La loi des grands nombres stipule que lorsque l’on répète une expérience aléatoire un grand nombre de fois, la fréquence moyenne des résultats converge vers l’espérance mathématique théorique. Un joueur individuel qui joue 10 fois à la roulette subit une forte variance (il peut gagner ou perdre beaucoup d’argent par chance ou malchance). En revanche, le casino voit défiler des millions de mises chaque année. Grâce à ce volume massif, la fréquence des gains du casino converge de façon extrêmement stable vers son espérance mathématique ($1,39\ %$ ou $2,7\ %$ de toutes les sommes misées), éliminant presque totalement le risque de perte pour la banque et lui assurant un profit régulier.

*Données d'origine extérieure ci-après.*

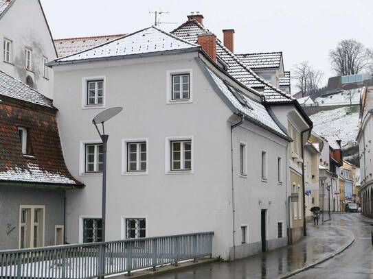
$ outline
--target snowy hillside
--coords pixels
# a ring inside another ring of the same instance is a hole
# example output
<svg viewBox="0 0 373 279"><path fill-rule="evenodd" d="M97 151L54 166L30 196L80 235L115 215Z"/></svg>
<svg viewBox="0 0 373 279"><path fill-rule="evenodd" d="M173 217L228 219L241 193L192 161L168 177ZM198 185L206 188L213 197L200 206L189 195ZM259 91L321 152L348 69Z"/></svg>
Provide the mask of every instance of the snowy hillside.
<svg viewBox="0 0 373 279"><path fill-rule="evenodd" d="M353 105L359 104L361 92L361 88L343 90L340 93L333 94L326 97L319 97L315 99L315 102L318 104L319 106L349 105L350 101L350 98L351 98L351 101Z"/></svg>
<svg viewBox="0 0 373 279"><path fill-rule="evenodd" d="M350 107L325 110L310 115L313 130L320 135L337 134L342 140L342 147L346 147L355 141L359 132L359 109Z"/></svg>

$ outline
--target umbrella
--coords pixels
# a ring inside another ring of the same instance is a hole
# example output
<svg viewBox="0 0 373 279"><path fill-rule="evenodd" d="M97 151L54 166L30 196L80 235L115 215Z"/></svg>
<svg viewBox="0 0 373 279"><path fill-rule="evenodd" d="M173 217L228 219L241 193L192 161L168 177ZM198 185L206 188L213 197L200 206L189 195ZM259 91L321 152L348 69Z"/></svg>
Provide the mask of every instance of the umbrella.
<svg viewBox="0 0 373 279"><path fill-rule="evenodd" d="M310 211L320 211L320 208L319 206L313 206L311 208L311 209L310 209Z"/></svg>

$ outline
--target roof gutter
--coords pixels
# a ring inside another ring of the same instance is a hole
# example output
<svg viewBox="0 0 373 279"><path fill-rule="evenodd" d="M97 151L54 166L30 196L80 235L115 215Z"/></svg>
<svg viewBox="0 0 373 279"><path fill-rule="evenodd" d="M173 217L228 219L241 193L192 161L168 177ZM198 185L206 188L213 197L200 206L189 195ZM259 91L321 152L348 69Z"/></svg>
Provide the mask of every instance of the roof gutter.
<svg viewBox="0 0 373 279"><path fill-rule="evenodd" d="M168 55L168 54L178 54L178 53L185 53L198 51L200 50L200 47L192 47L188 49L174 49L174 50L168 50L157 52L149 52L146 53L135 53L135 54L128 54L122 56L109 56L109 57L100 57L97 58L88 58L88 59L80 59L71 61L58 61L58 59L56 60L51 61L46 64L49 67L53 66L60 66L60 65L66 65L66 64L80 64L84 62L93 62L97 61L112 61L112 60L119 60L122 59L131 59L135 58L142 58L142 57L152 57L157 56L159 55ZM63 58L60 58L63 59Z"/></svg>

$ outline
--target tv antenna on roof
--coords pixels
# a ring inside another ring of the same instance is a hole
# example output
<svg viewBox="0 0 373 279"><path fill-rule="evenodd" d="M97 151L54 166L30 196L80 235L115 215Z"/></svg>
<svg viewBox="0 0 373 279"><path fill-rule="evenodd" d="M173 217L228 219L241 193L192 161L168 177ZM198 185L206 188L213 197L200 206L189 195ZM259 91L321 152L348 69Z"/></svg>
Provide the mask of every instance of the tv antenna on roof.
<svg viewBox="0 0 373 279"><path fill-rule="evenodd" d="M159 23L160 23L159 19L158 19L158 15L161 15L163 14L169 14L168 12L162 12L162 11L154 11L150 12L149 11L149 14L154 14L154 26L157 26L159 25Z"/></svg>

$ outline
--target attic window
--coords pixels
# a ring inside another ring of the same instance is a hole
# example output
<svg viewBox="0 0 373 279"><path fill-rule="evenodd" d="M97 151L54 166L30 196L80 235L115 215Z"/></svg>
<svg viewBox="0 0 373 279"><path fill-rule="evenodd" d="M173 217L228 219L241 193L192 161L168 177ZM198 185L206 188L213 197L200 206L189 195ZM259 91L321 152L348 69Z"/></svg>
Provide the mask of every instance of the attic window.
<svg viewBox="0 0 373 279"><path fill-rule="evenodd" d="M25 155L30 154L31 153L31 145L30 143L30 136L28 135L27 129L24 127L19 127L18 133L19 135L22 154Z"/></svg>
<svg viewBox="0 0 373 279"><path fill-rule="evenodd" d="M225 82L225 85L227 86L227 87L228 87L229 91L231 92L233 95L235 97L236 99L237 99L237 100L240 102L241 105L251 110L253 109L253 108L249 104L249 103L247 103L247 101L246 101L246 99L243 97L243 93L241 91L240 91L238 89L235 88L227 82Z"/></svg>
<svg viewBox="0 0 373 279"><path fill-rule="evenodd" d="M223 69L224 71L228 71L228 65L227 63L224 62L221 59L219 58L216 58L216 63L218 64L218 66Z"/></svg>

4. Quelle est la probabilité de voir sortir une série de 10 fois consécutives la couleur rouge à la roulette européenne ?
Les lancers successifs de la roulette étant des événements indépendants, les probabilités se multiplient. La probabilité d’obtenir la couleur rouge sur un coup est $p = \frac{18}{37}$. La probabilité d’obtenir 10 fois de suite la couleur rouge s’écrit : $$P = \left(\frac{18}{37}\right)^{10} \approx (0{,}48648)^{10} \approx 0{,}00073$$ Soit environ $0,073\ %$ de chance (soit environ 1 chance sur 1370 séries de 10 lancers). C’est un événement rare sur une petite série, mais statistiquement certain de se produire au cours d’une journée d’ouverture où la roulette tourne des milliers de fois.
5. Qu’est-ce que le paradoxe de Saint-Pétersbourg et quel est son lien avec les martingales ?
C’est un paradoxe de théorie des jeux formulé par Daniel Bernoulli au XVIIIe siècle. Un casino propose un jeu où l’on lance une pièce de monnaie. Si face sort au premier coup, on gagne $2$€, s’il sort au second, on gagne $4$€, au troisième $8$€, et ainsi de suite (le gain double à chaque lancer supplémentaire). Le jeu s’arrête dès que pile sort. Calculons l’espérance de gain de ce jeu : $$E = \sum_{n=1}^{\infty} 2^n \times \frac{1}{2^n} = \sum_{n=1}^{\infty} 1 = 1 + 1 + 1 + \dots = \infty$$ L’espérance de gain est infinie. Pourtant, personne ne serait prêt à payer une somme exorbitante (comme $10,000$€) pour y jouer, car la probabilité d’obtenir un gain modeste est énorme ($50\ %$ de chance de gagner seulement $2$€). Ce paradoxe a conduit à l’introduction du concept d’« utilité espérée », montrant que la valeur subjective d’un gain diminue à mesure que la somme augmente.